Cats like to get what they want. Mine fully expect I’ll fulfill their every whim and, if I don’t, I get sass. That’s right — my kitties aren’t shy about showing me they’re unhappy with my choices. They’re like bold teenagers with brazen mouths. I’m familiar with the sass of teenagers and cats because I’ve lived with both of them … and lived to tell about it. Really, it’s all part of parenting cats and humans alike.
Here are five ways my cats put on their smart-alecky best, along with my opinion of the teenager equivalent. Oh, just a quick note: These aren’t examples from my own teens. I don’t want them reading this and thinking I’m making up stories about them or throwing them under the bus. They were way less sassy than other kids I know. Still, there was some sass.
1. “Flick you”
Cosmo is the king of the tail-flick, but Phoebe comes in a close second. When he doesn’t like my answer to his request, he turns sharply and flicks his tail as he walks away. Sometimes there’s a clipped meow that goes along with it, and that indicates he means business.
Teenager equivalent: Yelling “fine!” and then stomping out of the room and slamming the door.

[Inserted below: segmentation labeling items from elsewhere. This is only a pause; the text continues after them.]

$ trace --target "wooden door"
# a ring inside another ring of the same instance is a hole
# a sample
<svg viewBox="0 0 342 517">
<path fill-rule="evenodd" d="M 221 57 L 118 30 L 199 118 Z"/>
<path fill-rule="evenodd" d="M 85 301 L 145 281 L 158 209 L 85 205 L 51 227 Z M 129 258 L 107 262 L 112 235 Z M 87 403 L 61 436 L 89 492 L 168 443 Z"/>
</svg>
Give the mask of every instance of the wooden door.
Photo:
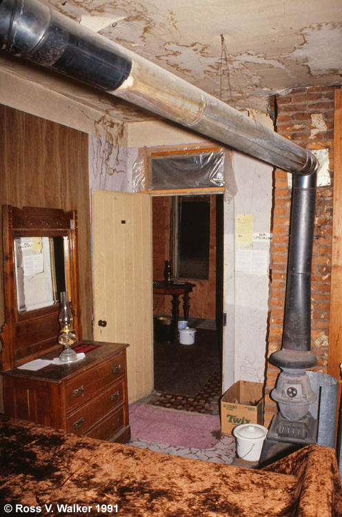
<svg viewBox="0 0 342 517">
<path fill-rule="evenodd" d="M 150 198 L 108 190 L 92 194 L 94 338 L 130 345 L 132 403 L 153 389 Z"/>
</svg>

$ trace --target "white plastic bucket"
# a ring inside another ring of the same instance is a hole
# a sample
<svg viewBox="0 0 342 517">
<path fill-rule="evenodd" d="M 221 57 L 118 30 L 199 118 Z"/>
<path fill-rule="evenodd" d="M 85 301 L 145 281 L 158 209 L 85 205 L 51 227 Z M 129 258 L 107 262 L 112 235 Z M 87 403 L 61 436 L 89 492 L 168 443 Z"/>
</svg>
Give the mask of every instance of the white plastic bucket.
<svg viewBox="0 0 342 517">
<path fill-rule="evenodd" d="M 241 460 L 259 461 L 268 429 L 259 424 L 243 424 L 233 429 L 237 454 Z"/>
<path fill-rule="evenodd" d="M 188 327 L 188 321 L 185 321 L 184 320 L 180 320 L 178 322 L 178 330 L 181 330 L 182 329 L 185 329 Z"/>
<path fill-rule="evenodd" d="M 181 329 L 179 330 L 179 343 L 182 345 L 193 345 L 195 332 L 196 329 L 191 329 L 190 327 Z"/>
</svg>

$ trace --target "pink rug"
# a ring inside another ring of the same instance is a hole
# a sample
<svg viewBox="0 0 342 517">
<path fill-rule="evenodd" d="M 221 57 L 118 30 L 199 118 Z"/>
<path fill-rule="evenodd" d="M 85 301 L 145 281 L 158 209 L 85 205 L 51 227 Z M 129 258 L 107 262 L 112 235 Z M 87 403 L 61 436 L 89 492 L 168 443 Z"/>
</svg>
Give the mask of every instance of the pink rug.
<svg viewBox="0 0 342 517">
<path fill-rule="evenodd" d="M 217 415 L 192 414 L 145 405 L 130 405 L 132 439 L 168 445 L 207 449 L 219 438 Z"/>
</svg>

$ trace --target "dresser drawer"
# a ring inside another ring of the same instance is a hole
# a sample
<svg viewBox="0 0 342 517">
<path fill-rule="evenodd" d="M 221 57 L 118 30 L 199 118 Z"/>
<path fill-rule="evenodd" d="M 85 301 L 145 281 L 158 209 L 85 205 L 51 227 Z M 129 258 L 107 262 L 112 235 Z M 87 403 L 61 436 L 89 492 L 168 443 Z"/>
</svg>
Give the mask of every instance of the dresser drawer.
<svg viewBox="0 0 342 517">
<path fill-rule="evenodd" d="M 84 433 L 85 436 L 98 440 L 109 440 L 125 427 L 124 411 L 124 407 L 121 406 L 110 412 L 98 424 Z"/>
<path fill-rule="evenodd" d="M 99 396 L 68 416 L 66 431 L 85 434 L 85 431 L 104 415 L 122 405 L 124 398 L 124 381 L 113 383 Z"/>
<path fill-rule="evenodd" d="M 66 410 L 83 404 L 94 393 L 125 375 L 125 355 L 119 354 L 111 361 L 72 379 L 66 385 Z"/>
</svg>

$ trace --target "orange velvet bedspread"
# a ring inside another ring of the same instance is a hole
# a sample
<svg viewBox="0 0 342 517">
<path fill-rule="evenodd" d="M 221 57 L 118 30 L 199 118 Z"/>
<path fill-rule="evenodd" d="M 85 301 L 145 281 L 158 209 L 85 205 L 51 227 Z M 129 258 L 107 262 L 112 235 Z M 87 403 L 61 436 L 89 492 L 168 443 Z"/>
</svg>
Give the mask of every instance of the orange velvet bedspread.
<svg viewBox="0 0 342 517">
<path fill-rule="evenodd" d="M 318 445 L 252 470 L 6 417 L 0 443 L 1 515 L 342 516 L 334 451 Z"/>
</svg>

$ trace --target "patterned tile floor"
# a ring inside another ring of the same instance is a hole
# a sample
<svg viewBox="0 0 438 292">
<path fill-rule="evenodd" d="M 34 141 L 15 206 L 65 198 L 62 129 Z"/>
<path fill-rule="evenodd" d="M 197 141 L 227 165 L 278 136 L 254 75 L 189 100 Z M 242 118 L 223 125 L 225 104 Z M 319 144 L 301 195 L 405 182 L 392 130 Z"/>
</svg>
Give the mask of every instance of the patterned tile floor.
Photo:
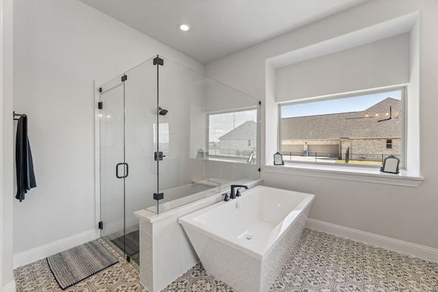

2. “You ruined by entire life!”
On some occasions, one of my cats will use his or her whole body to alert me of the overwhelming irritation. This includes airplane ears, annoyed eyes, and body language that tells me, “Can you be any more of a buzz kill?” For example, if I must (and usually don’t) need to move one of the cats off the bed so I can make it or change the sheets, they’ll act like I just ruined their entire life. Pout, pout, pout. I’m the worst cat mom ever … in that moment. Things change drastically when I shake the treat bag.
Teenager equivalent: Not being able to go to a concert with friends because it’s a two-hour drive and they’re only 14 and not riding along with that older friend who just got her license and has a reputation for being in the “fast crowd*.”
*My kids still make fun of me for using the term “fast crowd.”
3. “I’m not going anywhere”
Phoebe is one who stands her ground, no matter what I have to say to her. If she wants food and it’s not mealtime, she’ll throw those ears back, give me the stink eye, and continue to park herself right beside her bowl. She figures if she waits long enough, and the stink eye burns enough, I’ll give in. Nope. (Usually.)
Teenager equivalent: Not getting to attend a sleepover because the next morning is a driver’s ed lesson and they need to feel well-rested. “But Mom! I promise I’ll go to sleep early!” And then continuing negotiations to no avail. Yeah, teens can give good stink eye.
4. “You’re not here”
One way Saffy likes to make her beef known is by pretending I no longer exist. She won’t meet my eyes and refuses to react to me in any way. If I’m not going to give her what she wants, I’m dead to her. That sounds dramatic, I know, but who’s more dramatic than a cat? For real.
Teenager equivalent: The silent treatment after receiving unpleasant news like “Sorry, you can’t take my brand new car to a party because it’s sleeting and you’re a new driver. Yes, I know the girl you like is going to be there.” Life: officially ruined.
5. “Well, that’s just not going to work”
Phoebe is the most persistent of my three, and sometimes she acts absolutely incredulous when she doesn’t get her way. She combines Nos. 1-4 and throws her whole self into the production. The ears are cocked, the tail gets flicked, she dishes out some serious stink eye, and then completely ignores me. This the is Queen Mother of all sass. In Phoebe’s case, this reaction is given primarily when I separate her from her precious pile of warm laundry. This is a definite no-no in Phoebe’s world. She’ll have none of it, and there’s no mistaking her annoyance and serious sass.
Teenager equivalent: Locked in the bedroom, music blaring, refusing to talk to parents or join the family for mealtime. This might happen after something terrible has befallen them … you know, like having their parents show up at a public place where they’re hanging with their friends — and maybe a love interest — and then having to sit through those parents telling embarrassing stories about when they were toddlers and shoved raisins up their nostrils. The worst!